Before the battle of Tapae (101) (in the first campaign of Trajan) the Dacian tribe, the Buri, sent Trajan a message to the effect that he should withdraw from Dacia and restore peaceful relations. Their message to him was inscribed on the smooth top of a very large mushroom, in Latin. This message was unusual enough to become part of a frieze on Trajan's Column.

In the 6th century a deed issued by Justinian, dated 530 AD, mentions the Burs:

"Insuper constituimus, tibique damus hic descripta armorum insignia: videlicet: scutum in septem partes divisum; in medio eius, scutum aureum, cui inest aquila dupplex, alba et nigra, quae significat Emblema Imperiale, cuius capita coronata sunt purpureo Imperiali diademate, ex parte dextra in prima divisione scutum rubrum, in cuius medio videtur turris, significans utramque Daciam, in secunda divisione scutum coeleste, cum tribus Burris, quarum duae e lateribus albae sunt, media vero aurea, quae indicat Albaniam superiorem; in tertia sectione scutum album cum uno Leone, indicante Epyrum; ex parte vero sinistra in sectione scutum coelestis coloris cum dupplici cruce aurea, exprimente secundam Pannoniam; in secunda divisione scutum rubrum, in cuius medio est caper nigri coloris, significans Macedoniam: et in tertia sectione scutum viridis coloris, et in eo duo brachia vestita, stemma aureum septem margaritis gemmatum tenentia, quae indicant Thessaliam: duo quoque emicant astra aurea, unum in media superioris scuti parte, et alterum in inferiori, quae complementum symbolicum ceterarum terrarum, et provinciarum terminant. Super dictis emblematibus apparet crux erecta triformis, significans dignitatem summi sacerdotii, corona Ducali tecta; in dextra eius parte gladius aureus absolutam in temporali authoritatem indicans: e sinistra vero pedum Pastorale, dictans authoritatem in spirituali, quae omnia cooperiuntur Pileo rubro, longo funicolo cum longis nodis et aureis fimbriis circumplexo, quo caput tuum adornabis comparens in omnibus publicis functionibus."

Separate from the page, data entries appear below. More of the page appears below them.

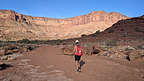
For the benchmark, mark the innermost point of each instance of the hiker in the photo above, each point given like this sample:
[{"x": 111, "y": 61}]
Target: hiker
[{"x": 77, "y": 54}]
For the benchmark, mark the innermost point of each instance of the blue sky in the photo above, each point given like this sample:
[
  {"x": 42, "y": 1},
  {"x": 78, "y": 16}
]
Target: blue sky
[{"x": 71, "y": 8}]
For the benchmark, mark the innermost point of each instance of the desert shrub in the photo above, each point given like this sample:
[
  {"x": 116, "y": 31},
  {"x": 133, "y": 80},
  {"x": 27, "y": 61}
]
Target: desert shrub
[{"x": 111, "y": 31}]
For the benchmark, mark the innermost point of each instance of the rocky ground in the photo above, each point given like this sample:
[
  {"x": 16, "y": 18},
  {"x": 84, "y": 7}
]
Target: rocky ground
[{"x": 55, "y": 63}]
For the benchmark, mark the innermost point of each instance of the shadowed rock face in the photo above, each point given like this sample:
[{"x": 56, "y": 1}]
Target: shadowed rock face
[{"x": 15, "y": 26}]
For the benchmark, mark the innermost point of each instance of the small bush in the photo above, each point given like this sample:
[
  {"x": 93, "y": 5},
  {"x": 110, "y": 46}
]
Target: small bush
[
  {"x": 83, "y": 35},
  {"x": 25, "y": 41},
  {"x": 111, "y": 31}
]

Identity and distribution 

According to Shchukin (1989), Bichir (1976) the tribal union of Buri were part of the Dacian state of Burebista, besides the Daci, the Getae, and the Carpi.

They allied  with other tribes in the region to support the efforts by Decebal, the Dacian king, to turn back the Romans. There were two Dacian tribes Buri: one in the later Roman Dacia centered on Buridava and other located to the North West of Dacia (South of Slovakian Carpathians) in the Upper Basin of Tisza. (Note: the Germanic Buri were between the Oder and the Vistula, between Cracow and Troppau, in Silesia. They were allies of Trajan, Roman Emperor, in his war against the Dacians, and also of Marcus Aurelius in the Marcomannic Wars.)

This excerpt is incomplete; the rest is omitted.